Convex answers critics over coalmine issue
Convex, the international specialty insurer and reinsurer, has for the first time answered criticisms that it had failed to join more than 40 major insurers who had publicly ruled out insuring the controversial Adani Carmichael mega-coalmine project in Australia.
Convex – founded by the two insurance chieftains Stephen Catlin and Paul Brand – is prominently positioned in Bermuda, Europe and London with vast industry knowledge and a legacy free balance sheet.
But the UK pressure group Market Forces has held the company’s feet to the fire over the coal issue, and through an effective publicity campaign and public demonstrations – including here in Bermuda – demanded that Catlin and Convex say where they stand on providing insurance cover to the massive mining project.
And in finally explaining the Convex position this week, a statement was quietly uploaded to the corporate website, although not widely released.
It said: “Client confidentiality is a fundamental principle at Convex and, as such, it is our policy, along with many other financial institutions, not to comment publicly about our clients or any specific risk.

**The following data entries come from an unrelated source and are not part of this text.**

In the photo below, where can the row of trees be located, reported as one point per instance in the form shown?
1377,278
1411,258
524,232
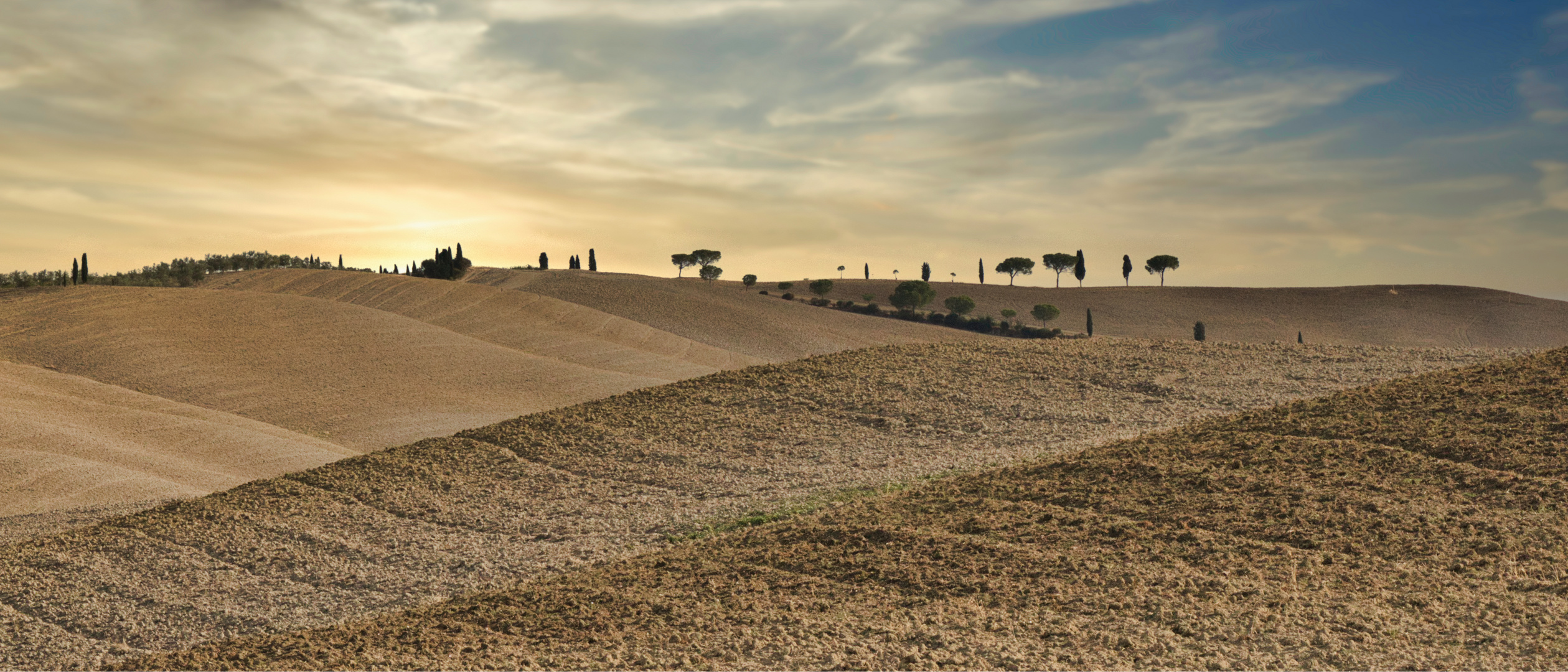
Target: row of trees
1059,262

“However, we feel obliged to correct inaccurate and misleading information concerning our alleged involvement in a new coalmine in Australia, which has been published both on social media and copied, unchecked, in certain media outlets.
“Unfortunately, this campaign has the potential to unfairly affect a number of our environmental and sustainability partners, connected with the recently announced Convex Seascape Survey.
“The Convex Seascape Survey brings together a multidisciplinary team made up of world-class ocean and blue-carbon scientists.
“This ambitious five-year global research programme is the largest attempt yet to build a greater understanding of the properties and capabilities of the ocean and its continental shelves in the earth’s carbon cycle, as a part of the urgent effort to address climate change.
“In our view, it would be a terrible irony if a science research project of this importance was impacted by a false rumour about the insurer that sponsors it.
“Therefore, we would like to confirm that, in line with our ESG policy, we will not insure the construction or operation of any new thermal coalmine and/or its dedicated infrastructure.”
Market Forces were quick to react that the company had acknowledged that their lack of clarity regarding its position was a reputational threat.
The campaign’s response added: “Adani’s Carmichael coal project has triggered a mass exodus of insurers and financiers who are unwilling to support new thermal coal mines due to their contribution to climate change.
“Convex is the 43rd insurer to rule out underwriting of Adani’s mega mine that will produce 4.6 billion tonnes of carbon pollution and open the largest new coal basin in the world, the Galilee Basin in central Queensland Australia.
“In total, 108 major companies have publicly rejected Carmichael.”
One Market Forces campaigner, Riario Sforza, stated: “Every insurance company on Earth should be running a mile from Adani’s climate-wrecking coalmine.
“The fact there are now 43 major insurers on the public record saying they won’t touch the Carmichael project demonstrates the reputational risk any company associated with it faces.”
“Now, all eyes are on Helvetia Group and Lloyd’s of London. Helvetia needs to clarify its current and intended future relationship to the Adani Carmichael project, while Lloyd’s must now confirm that no syndicate of the Lloyd's market will issue new, or renew existing, insurance for the Adani Carmichael coalmine and associated infrastructure.”